Lynne McTaggart, editor of What Doctors Don’t Tell You, writes about a fascinating study in her book The Bond: How to Fix Your Falling-Down World. Public health researchers have long been puzzled by an apparent contradiction. Japan produces the largest number of centenarians in the world. Currently, there are 40,000 Japanese who have celebrated their hundredth birthday. The majority of those centenarians are women, but many of them are men too. Moreover Japan has one of the lowest rates of heart disease in the world.
Here’s the strange phenomenon: Virtually all Japanese men smoke—and smoking counts as one of the strongest risk factors for heart disease. So what’s protecting Japanese men?
Two professors of epidemiology at the School of Public Health at the University of California, Berkeley, wanted to find out. They selected a group of 12,000 Japanese men equally divided over three groups. The men in one group had lived in Japan for all their lives. The second group had migrated to California and the third group to Hawaii.
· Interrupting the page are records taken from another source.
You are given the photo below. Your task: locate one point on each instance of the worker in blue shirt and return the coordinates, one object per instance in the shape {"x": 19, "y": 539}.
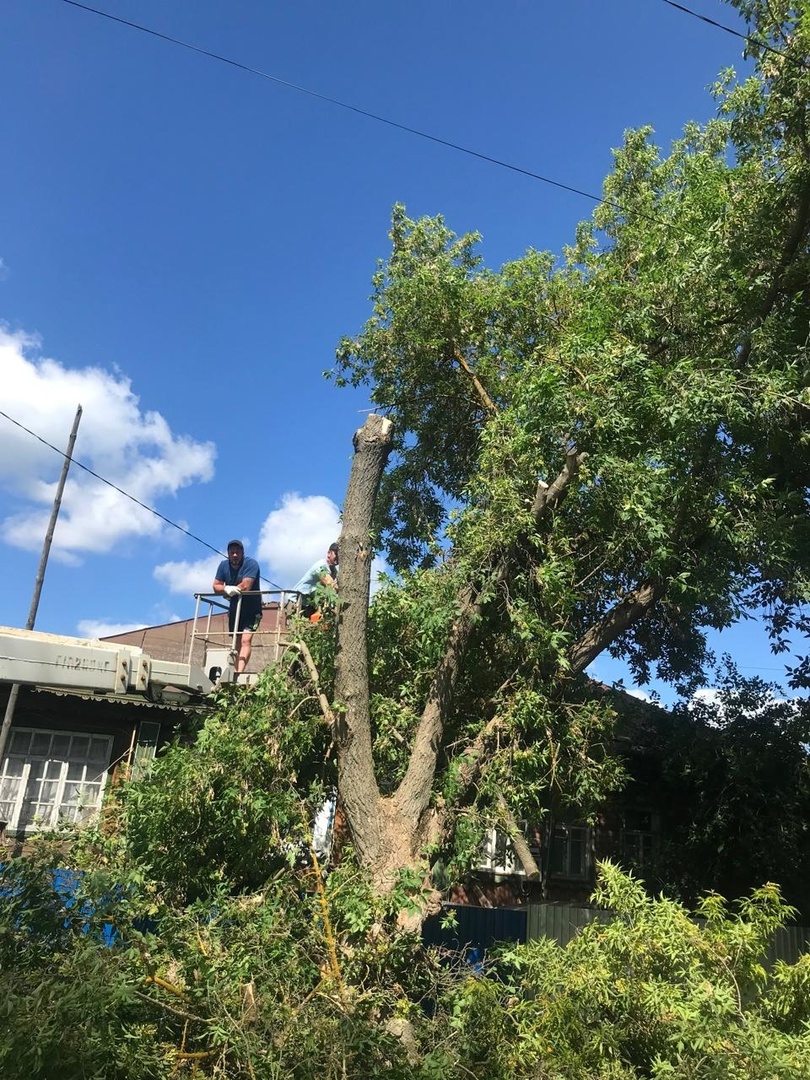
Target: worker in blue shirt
{"x": 238, "y": 576}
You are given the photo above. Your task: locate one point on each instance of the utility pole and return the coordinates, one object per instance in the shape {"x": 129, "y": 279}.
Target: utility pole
{"x": 12, "y": 703}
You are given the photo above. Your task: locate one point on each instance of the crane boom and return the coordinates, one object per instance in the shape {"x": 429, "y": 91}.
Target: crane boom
{"x": 31, "y": 658}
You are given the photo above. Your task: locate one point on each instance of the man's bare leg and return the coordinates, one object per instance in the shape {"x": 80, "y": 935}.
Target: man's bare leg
{"x": 244, "y": 646}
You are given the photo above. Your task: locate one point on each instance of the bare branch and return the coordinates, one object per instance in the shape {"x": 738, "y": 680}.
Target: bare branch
{"x": 518, "y": 840}
{"x": 486, "y": 401}
{"x": 548, "y": 498}
{"x": 353, "y": 724}
{"x": 628, "y": 611}
{"x": 313, "y": 674}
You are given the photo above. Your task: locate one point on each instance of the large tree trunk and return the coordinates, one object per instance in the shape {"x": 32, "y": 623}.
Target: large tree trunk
{"x": 370, "y": 826}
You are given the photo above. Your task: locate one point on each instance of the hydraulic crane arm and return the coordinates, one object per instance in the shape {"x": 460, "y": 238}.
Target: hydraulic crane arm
{"x": 76, "y": 663}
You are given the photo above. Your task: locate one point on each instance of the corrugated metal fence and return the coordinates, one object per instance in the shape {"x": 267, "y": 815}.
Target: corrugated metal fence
{"x": 480, "y": 928}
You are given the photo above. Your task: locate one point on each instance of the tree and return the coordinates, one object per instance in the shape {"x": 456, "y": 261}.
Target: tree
{"x": 730, "y": 778}
{"x": 604, "y": 451}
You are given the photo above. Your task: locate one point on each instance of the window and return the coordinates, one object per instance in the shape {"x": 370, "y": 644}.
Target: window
{"x": 498, "y": 855}
{"x": 639, "y": 831}
{"x": 569, "y": 851}
{"x": 49, "y": 777}
{"x": 146, "y": 747}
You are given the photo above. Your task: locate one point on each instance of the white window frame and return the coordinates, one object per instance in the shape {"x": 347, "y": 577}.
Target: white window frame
{"x": 498, "y": 855}
{"x": 38, "y": 764}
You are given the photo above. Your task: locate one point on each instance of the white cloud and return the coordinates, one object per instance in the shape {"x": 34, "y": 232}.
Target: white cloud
{"x": 709, "y": 696}
{"x": 298, "y": 532}
{"x": 133, "y": 449}
{"x": 642, "y": 694}
{"x": 295, "y": 535}
{"x": 187, "y": 578}
{"x": 94, "y": 628}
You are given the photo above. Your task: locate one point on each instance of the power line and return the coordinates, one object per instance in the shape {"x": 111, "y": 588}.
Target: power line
{"x": 747, "y": 38}
{"x": 346, "y": 105}
{"x": 120, "y": 490}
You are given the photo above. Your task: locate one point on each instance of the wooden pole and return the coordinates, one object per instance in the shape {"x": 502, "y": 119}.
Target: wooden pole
{"x": 12, "y": 703}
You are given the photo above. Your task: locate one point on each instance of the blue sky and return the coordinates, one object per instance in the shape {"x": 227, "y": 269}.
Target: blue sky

The two professors found that the level of heart disease among Japanese men increased five times in California and about half of that in Hawaii. But the reason surprised them: It was not the change in diet, from sushi to hamburgers and fries, that predicted the rise of heart disease. The health of the immigrants turned out to be closely related to the kind of society they had created for themselves in their new home country. The most traditional group of Japanese-Americans had a heart-attack rate as low as their fellow Japanese back home, writes McTaggart. Those who adopted the Western lifestyle increased their heart-attack incidence three to five times. If you no longer belong, you fall ill.
“Connection is the best drug in the world—better than diet or exercise,” McTaggart concludes. There’s good and bad news in that conclusion. Taking good care of your health may be as easy as taking good care of your friends and family. At the same time, it’s worrying that a generation of people is growing up for whom “connection” means the Internet. What used to be a family visit has become a Facebook event. Other studies show that there’s a lot of isolation behind today’s dominant world of digital networking.
We need families, friends and neighborhoods, we need to feel part of something bigger, to thrive. We need to belong, not online but in the real world of hugs, handshakes and pats on our backs. That’s where we find our sense of purpose as well. So “Do you belong?” is an important question and the answer is not in the screen you are now looking at.